第6話 ゴリラ、動物園での生活
動物園生活、二日目。
昨日はおっ動いた動いた!だのらきゃー!手振ったー!だの、観客に煽られ、なぜか全力でレスポンスしてしまった俺だが……。
今日はもう、檻の隅に腰を下ろし、藁をいじりながら天井を見つめている。
(あーなんだろ。昨日の俺、サービス精神旺盛すぎたな……。社畜根性、まだ抜けてねぇのか?)
まあ、いい。
観客は今日もニューキング!ニューキング!と声をかけてくる。
……っていうか今更だけど、なんで俺の名前がニューキングなんだよ。
記憶がフラッシュバックする。銃声、網、そして遠くで聞こえた男たちの声。
――仕事が終わったらパチンコいくか。ニューキングって書いとけ
「……おい適当すぎるだろ!?その場のノリで付けた名前が正式採用かよ!?」
観客の子どもが無邪気に叫ぶ。
「ニューキングー!こっち見てー!」
「やめろぉ!俺はそんな軽率な名前に縛られたくない!」
金属の扉が開いて、青い作業着の飼育員が入ってきた。
台車の上には山盛りのバナナとリンゴ。
「よーしニューキング、今日も元気に食え食え」
どさっ。
餌が床に直にぶちまけられた。
……おい。
「いやいやいや!せめて皿!トレイ!器ってもんがあるだろ!?」
観客はたくさん食べるんだね!豪華なご飯だね!と拍手喝采。
違う!これ、豪華でもなんでもねぇ!ただ床に直置きされてるだけだぞ!これ会社でやったら即衛生管理部から指導されるやつだからな!?

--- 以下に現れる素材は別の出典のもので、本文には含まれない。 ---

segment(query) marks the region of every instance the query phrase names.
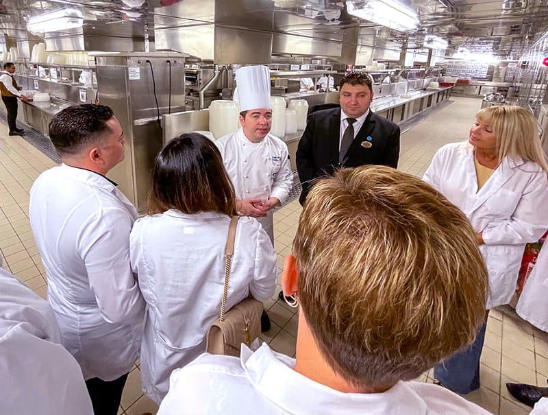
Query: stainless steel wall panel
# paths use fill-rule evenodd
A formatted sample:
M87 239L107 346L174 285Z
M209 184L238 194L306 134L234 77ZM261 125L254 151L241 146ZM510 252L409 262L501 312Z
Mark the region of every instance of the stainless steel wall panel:
M272 53L340 58L342 44L335 41L276 33L273 37Z

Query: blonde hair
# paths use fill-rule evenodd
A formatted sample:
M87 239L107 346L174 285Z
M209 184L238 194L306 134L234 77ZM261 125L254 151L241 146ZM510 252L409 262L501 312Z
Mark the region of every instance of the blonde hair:
M358 387L416 378L483 322L488 276L474 231L409 174L363 166L319 180L293 252L314 340Z
M480 110L476 117L493 128L500 161L506 156L519 157L536 163L548 171L536 120L530 111L519 106L502 105Z

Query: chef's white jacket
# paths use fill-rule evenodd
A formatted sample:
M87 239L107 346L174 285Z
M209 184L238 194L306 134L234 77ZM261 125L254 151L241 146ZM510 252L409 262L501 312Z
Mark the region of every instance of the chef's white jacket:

だけど腹減ってるから渋々リンゴを手に取る。かじる。うん、甘い。
観客は食べたー!とパチパチと拍手する。
……いや、俺の尊厳はどこへ?
そして最大の問題は――ウンコだ。
朝、普通に用を足した。ゴリラの胃腸は絶好調らしい。
で、俺は当然こう思ったわけだ。
(まあすぐ掃除に来るだろ。動物園だし、清掃員いるだろ)
昼になっても、そのままだった。
午後になっても、そのままだった。
匂いが檻の中に充満してきて、俺は頭を抱えた。
「いや無理無理無理!元人間だぞ俺!耐えられるかこんなもん!」
野糞してる時点で人間らしさないけどな!!
観客が怒ってるー!かっこいい!と大はしゃぎするが違う!俺は今、臭さにブチギレてるだけだからな!?
胸をドンドン叩く。威嚇ではなく怒りの抗議だ。
「掃除しろー!匂い取れぇ!文明を導入しろー!トイレつけろ!」
「すげぇ!本物のゴリラの威嚇だ!」
「今日も元気だな、ニューキング」
違う!元気とかじゃない!これは文明要求アクションなんだ!!
そして夜の閉園後。
飼育員がまた餌を持ってきて、床にドサッと置いた。
「ほら、食え」
まーた雑に置きやがる……。
俺はバナナを一房手に取り、じっと飼育員を見つめ、柵に思い切り投げつけた。
ガンッ!
鉄格子が鳴り響き、飼育員がうおっ!と驚く。
どんなもんだコノヤロー!環境改善を求めてるんだぞこっちは!!
「おお……芸を覚えたな!」
観客のいない夜なのになぜか拍手してやがる。
これは芸じゃない!これは文明要求だ!!何度言わせれば気が済むんだよ!!!
飼育員が離れたから藁の上に横たわり目を閉じる。
……でも眠れない。
俺はゴリラとして扱われている。
檻の中の見世物。餌は雑に置かれ、ウンコは放置され、怒れば迫力ある!と笑われる。
(俺はなんだ?ゴリラか?人間か?どっちでもない、中途半端な存在か?)
群れの王だったときは、責任を背負う重さと同時に、確かに必要とされている感覚があった。
でも今はただのニューキングだ。
名前からして雑。存在の扱いも雑。
静かすぎる檻の中で、孤独がじわりと広がっていく。
動物園の外、遠くの街がぼんやり光っている。
ネオンの光大きな看板。車のライト。
人間の世界の色だ。
俺は鉄格子に手をかけて、その光を眺めた。
あっちに行きたい。俺は元々人間だ。あの光の下にいる方が、まだ俺らしい気がする
檻の中で、ため息をつきながらそう思った。